The Most Important Person; Backstory

Fumiaki Yamada's wife joins the plea for mercy on Society to Help Returnees to North Korea (HRNK) and North Korean detainees in Shanghai. Her first challenge is to persuade Japanese diplomats in Shanghai:

The wife of a Japanese nongovernmental organization (NGO) head detained in China has said she will visit China Saturday in hopes of meeting her husband.

Mariko Yamada, 52, wife of Fumiaki Yamada, 54, who was arrested in Shanghai for allegedly helping North Koreans to illegally enter China, said Wednesday that she and some of her husband's colleagues will meet officials of the Japanese Consulate General in Shanghai to learn more about his situation.


Though the power of condemnation lies with the Chinese, Japan's unhelpful disinterest is obvious from the most detailed account of Yamada's underground railroad's final hours:

HRNK members said Yamada and his associates visited the library of the Japanese cultural center in Shanghai on Aug. 6 to see if it would be an appropriate safe haven.

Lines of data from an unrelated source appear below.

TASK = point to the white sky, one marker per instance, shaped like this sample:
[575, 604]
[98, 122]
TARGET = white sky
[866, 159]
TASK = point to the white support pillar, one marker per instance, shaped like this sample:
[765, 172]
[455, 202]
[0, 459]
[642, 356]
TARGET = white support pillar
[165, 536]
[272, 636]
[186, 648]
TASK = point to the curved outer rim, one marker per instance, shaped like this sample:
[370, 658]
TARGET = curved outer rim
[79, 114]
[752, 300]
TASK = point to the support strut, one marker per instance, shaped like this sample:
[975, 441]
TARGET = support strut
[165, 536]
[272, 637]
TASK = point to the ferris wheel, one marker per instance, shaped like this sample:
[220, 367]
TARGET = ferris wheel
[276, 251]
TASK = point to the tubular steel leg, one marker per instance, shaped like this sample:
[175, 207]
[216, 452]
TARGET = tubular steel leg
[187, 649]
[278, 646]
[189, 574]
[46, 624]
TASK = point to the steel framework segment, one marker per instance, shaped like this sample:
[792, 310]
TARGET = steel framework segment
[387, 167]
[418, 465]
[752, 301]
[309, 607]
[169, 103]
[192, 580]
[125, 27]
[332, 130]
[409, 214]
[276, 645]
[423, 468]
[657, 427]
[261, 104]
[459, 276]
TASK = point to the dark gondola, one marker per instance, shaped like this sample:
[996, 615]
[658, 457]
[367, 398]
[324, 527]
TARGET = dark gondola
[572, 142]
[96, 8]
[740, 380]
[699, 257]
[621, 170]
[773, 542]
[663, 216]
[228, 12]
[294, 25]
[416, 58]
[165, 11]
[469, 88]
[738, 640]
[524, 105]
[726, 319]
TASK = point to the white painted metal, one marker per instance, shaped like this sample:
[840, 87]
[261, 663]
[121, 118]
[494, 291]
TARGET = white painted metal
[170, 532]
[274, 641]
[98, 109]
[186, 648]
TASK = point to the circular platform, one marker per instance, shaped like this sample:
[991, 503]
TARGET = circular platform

Yamada decided the presence of security guards there made the library a risky prospect. The plans were changed to seek asylum at a school in Shanghai for children of Japanese. The group started out for the school on Aug. 7, but Shanghai authorities detained the members before they reached the school grounds.

Yamada is the second Japanese NGO activist helping North Korean defectors to be detained by Chinese authorities since October 2002.

Others who have helped North Koreans said new approaches must be explored.

Lee Young Hwa, who heads Osaka-based RENK, or Rescue the North Korean People! Urgent Action Network, said NGOs may have reached their limits on what they could do to help North Koreans.

"If we are detained, we will not be able to help those fleeing North Korea,'' Lee said. "The international community will have to offer further support. The frigid attitude of the Japanese government toward refugees and North Korean defectors is encouraging the strong-arm tactics of the Chinese authorities.''


The article reports a similar incident that ended in an NGO leader's deportation. The North Koreans with him weren't as lucky. Peace or conscience: Japan can keep only one undisturbed.